La storia è semplice: due angeli devono a tutti i costi far innamorare due persone distantissime tra loro come la bella e ricca figlia (Cameron Diaz) di un industriale americano e un addetto alle pulizie nell'azienda del padre di lei (Ewan McGregor) sognatore, ingenuo e sfortunato. Siamo negli anni Novanta e anche gli angeli possono avere un tono pulp utilizzando senza farsi troppi problemi armi e metodi non proprio ortodossi, riuscendo a fare avvicinare i due giovani.
Nonostante i toni genialoidi tipici di Danny Boyle, Una vita esagerata è un film soft pulp non proprio riuscito che a causa di molte cadute di tono perde gran parte della sua forza e del suo valore lungo la strada. Sarà per l'adattamento dell'intera pellicola ai ritmi e allo stile americano, ma ci si poteva aspettare davvero più da quello che non è altro che un filmetto assai godibile, ma molto all'acqua di rose. Scansato qualche predicozzo e qualche immagine di pessimo gusto che non solo non fa ridere, ma che risulta incomprensibile, il film va preso per quello che è una commediola romantica spensierata e assai commerciale, con una sequenza finale animata in puro stile Wallace & Gromit davvero irresistibile.


SO COSA HAI FATTO


recensione di Marco Spagnoli

So cosa hai fatto - I know what you did last summer, 1997 - Regia: Jim Gillespie - Sceneggiatura: Kevin Williamson - Cast: Jennifer Love Hewitt, Sarah Michelle Gellar, Ryan Philippe, Freddie Prinze Jr., Anne Heche - Distribuzione: Cecchi Gori - Durata: 100 min.
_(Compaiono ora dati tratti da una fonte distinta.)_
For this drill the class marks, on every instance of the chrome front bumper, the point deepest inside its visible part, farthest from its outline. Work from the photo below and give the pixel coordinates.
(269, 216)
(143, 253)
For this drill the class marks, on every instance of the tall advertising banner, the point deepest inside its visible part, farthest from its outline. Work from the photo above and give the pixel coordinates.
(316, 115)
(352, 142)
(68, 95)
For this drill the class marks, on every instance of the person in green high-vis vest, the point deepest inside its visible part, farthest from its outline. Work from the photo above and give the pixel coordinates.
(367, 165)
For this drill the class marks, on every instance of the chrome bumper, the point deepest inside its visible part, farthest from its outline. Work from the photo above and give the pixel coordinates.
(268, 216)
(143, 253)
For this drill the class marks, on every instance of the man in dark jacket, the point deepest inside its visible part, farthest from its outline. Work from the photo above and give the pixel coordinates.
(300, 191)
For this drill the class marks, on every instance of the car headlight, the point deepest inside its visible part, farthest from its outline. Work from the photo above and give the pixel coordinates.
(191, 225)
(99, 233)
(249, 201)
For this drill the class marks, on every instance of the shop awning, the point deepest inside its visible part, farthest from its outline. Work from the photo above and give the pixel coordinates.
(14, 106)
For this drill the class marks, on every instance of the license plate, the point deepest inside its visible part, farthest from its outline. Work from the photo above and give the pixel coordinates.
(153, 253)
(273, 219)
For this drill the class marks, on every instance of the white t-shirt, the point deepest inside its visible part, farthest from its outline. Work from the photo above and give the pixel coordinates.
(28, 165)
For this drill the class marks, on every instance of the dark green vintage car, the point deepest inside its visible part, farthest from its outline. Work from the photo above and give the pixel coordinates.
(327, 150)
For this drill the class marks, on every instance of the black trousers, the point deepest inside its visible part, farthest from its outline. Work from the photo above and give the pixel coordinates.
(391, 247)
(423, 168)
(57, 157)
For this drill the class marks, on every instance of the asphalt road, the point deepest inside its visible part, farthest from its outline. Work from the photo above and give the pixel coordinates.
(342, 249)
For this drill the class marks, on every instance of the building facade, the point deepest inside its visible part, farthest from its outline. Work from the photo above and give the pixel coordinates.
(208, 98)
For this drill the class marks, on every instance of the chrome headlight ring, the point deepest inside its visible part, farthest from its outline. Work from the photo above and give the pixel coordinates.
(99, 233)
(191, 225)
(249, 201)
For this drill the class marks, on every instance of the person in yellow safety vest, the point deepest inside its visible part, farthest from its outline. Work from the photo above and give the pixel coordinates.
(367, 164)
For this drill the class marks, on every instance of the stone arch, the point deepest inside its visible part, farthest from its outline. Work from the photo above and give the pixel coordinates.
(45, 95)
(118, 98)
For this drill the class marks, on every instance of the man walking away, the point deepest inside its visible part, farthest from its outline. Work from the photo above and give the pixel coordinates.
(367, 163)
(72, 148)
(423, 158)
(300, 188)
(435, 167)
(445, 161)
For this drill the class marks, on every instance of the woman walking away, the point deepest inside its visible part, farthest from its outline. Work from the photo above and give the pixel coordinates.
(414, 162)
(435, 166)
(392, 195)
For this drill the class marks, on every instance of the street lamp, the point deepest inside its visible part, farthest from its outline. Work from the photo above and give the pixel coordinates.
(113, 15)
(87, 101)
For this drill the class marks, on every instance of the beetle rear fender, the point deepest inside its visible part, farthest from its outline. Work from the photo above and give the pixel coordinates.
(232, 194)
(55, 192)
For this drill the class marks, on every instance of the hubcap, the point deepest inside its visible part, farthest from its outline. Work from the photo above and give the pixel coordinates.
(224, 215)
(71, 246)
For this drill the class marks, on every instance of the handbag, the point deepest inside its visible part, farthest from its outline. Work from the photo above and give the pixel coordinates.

Direttamente dallo sceneggiatore di Scream ecco arrivare un bel thriller adolescenziale incentrato sulla storia di quattro ragazzi che decidono di tenere per sé un omicidio che avrebbero compiuto tutti insieme in una notte d'estate, non avendo prestato soccorso a un uomo che hanno investito. L'estate dopo si rincontrano e scoprono che qualcuno li sta cercando per quel delitto tutt'altro che perfetto.
Con i migliori ingredienti del genere: belle ragazze spaventate, riprese che lasciano montare la suspence e una storia tutt'altro che banale e incredibile, il regista esordiente Jim Gillespie ha saputo sfruttare al meglio i momenti migliori per costruirci su una pellicola di successo il cui finale - purtroppo - prelude palesemente a un seguito che è già in cantiere negli Stati Uniti. Comunque, nonostante si debba attendere a lungo per vedere il sequel intitolato So ancora quello che hai fatto ci possiamo godere questa pellicola piena di momenti di puro terrore, soprattutto perché tutto avviene in maniera credibile e in situazioni normali. Nulla di soprannaturale o di assolutamente impossibile: un banale incidente d'auto, un'incresciosa omissione di soccorso, un atroce tentativo di annegare uno sconosciuto diventano le basi per sconvolgere la vita di quattro giovani qualsiasi che - pur mantenendo il silenzio su ciò che hanno fatto - non riescono a tacitare le proprie coscienze che impediscono loro di "riappropriarsi" delle proprie vite. Francamente avremmo aspirato a una sorta di nemesi psicologica nel vedere questa pellicola, ma è facile rendersi conto che - forse - si sta chiedendo davvero troppo a un prodotto comunque di natura commerciale.